SE ridge and NW trend cause major snowfall busts in Midwest storm

I have noted many times in this blog over the past year that the models have consistently done a poor job in capturing the strength of the SE ridge and its role in deflecting storms to the northwest of where models predict. This phenomenon happened yet again Thursday/Friday as the surface low from the potent Midwest storm tracked a couple of hundred miles northwest of the track predicted by both the GFS and NAM.

NWS offices in central IN, northern IN, and central IL predicted an 8-15 inch snowstorm for those regions with the heaviest snow on an axis running through Lafayette, IN and into SE Michigan. The end result was that central IN, including Indianapolis received an inch of slush while northern IN and central IL received about 5-7 inches of snow. The heaviest snowfall totals occurred in the western suburbs of Illinois, where 8-12 inches of snow was common.

It is always fun to read the newspaper articles that always follow a busted forecast to see who gets the blame. See if you can find the faulty logic from this article from the Indianapolis Star…

The storm system that was supposed to dump 6 to 8 inches of snow on the area instead left a little more than an inch of slush — enough to make roads slippery but nothing that required plowing heroics. A low pressure system that was supposed to cross the state near the Ohio River shifted north and shoved the major snowfall away from Central Indiana. “The 6 to 8 inches we were supposed to get ended up being 100 miles farther north,” said Logan Johnson, a meteorologist with the National Weather Service in Indianapolis. Weather service forecaster Michael Koch said thunderstorms in the Gulf states walled off the moisture that could have fallen here as snow. Winter storms are hard to predict because the storm track decides the intensity of the snow, he said.

I suppose it is bad PR for an NWS forecaster to say that NOAA computer models botched the forecast, so instead thunderstorms in the Gulf states got the blame. But if thunderstorms down south took away all the moisture, then why did the heaviest snow occur 100 miles farther north? If the thunderstorms were truly to blame, then why did Chicago get 8-12″ of snow?

Even the Louisville NWS office was duped by the GFS. They issued a winter weather advisory for northern KY that predicted 0.1 – 0.3 inch freezing rain accumulations overnight on Thursday with temperatures below freezing. Instead, as the storm tracked farther NW, temperatures in Louisville rose to the lower 40s with a steady rain.

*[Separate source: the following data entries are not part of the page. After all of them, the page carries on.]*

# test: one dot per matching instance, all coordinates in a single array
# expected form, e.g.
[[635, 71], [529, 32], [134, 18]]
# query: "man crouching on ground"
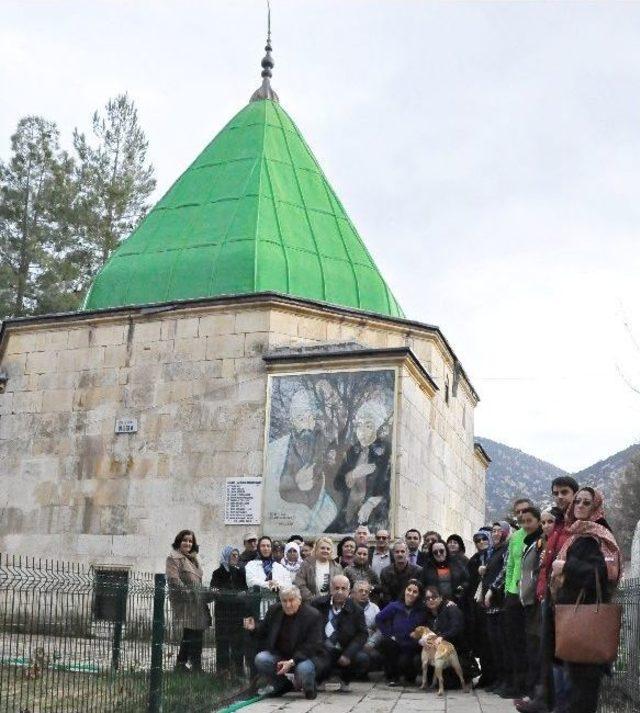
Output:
[[345, 632], [290, 641]]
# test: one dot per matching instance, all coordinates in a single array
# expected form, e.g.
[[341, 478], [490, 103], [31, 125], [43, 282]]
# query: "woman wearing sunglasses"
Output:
[[448, 574], [590, 551]]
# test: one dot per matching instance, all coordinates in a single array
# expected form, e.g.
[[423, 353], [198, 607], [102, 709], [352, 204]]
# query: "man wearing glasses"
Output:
[[381, 556], [514, 618]]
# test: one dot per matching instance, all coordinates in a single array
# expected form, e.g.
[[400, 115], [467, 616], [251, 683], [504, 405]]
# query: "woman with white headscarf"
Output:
[[292, 560], [229, 584]]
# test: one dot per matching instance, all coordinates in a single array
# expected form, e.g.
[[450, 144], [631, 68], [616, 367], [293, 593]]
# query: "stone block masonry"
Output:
[[194, 379]]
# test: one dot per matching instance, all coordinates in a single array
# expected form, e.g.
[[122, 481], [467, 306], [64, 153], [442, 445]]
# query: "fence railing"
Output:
[[621, 691], [76, 639]]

As I have said before in this blog, the SE ridge, which has been responsible in part for the mostly snowless winters in the Mid-South for the past two winters, the drought of 2007, and the August 2007 heatwave, is the meteorological equivalent of the New England Patriots. And just like it is foolish to bet against the undefeated Patriots, I will always bet on the SE ridge to have the final say in any storm that ejects out of the Southwest. Until, the SE ridge is beaten, all forecasters should consider its impact on shortwaves and expect storms to end up NW of model projections, even if the storm less than a day away.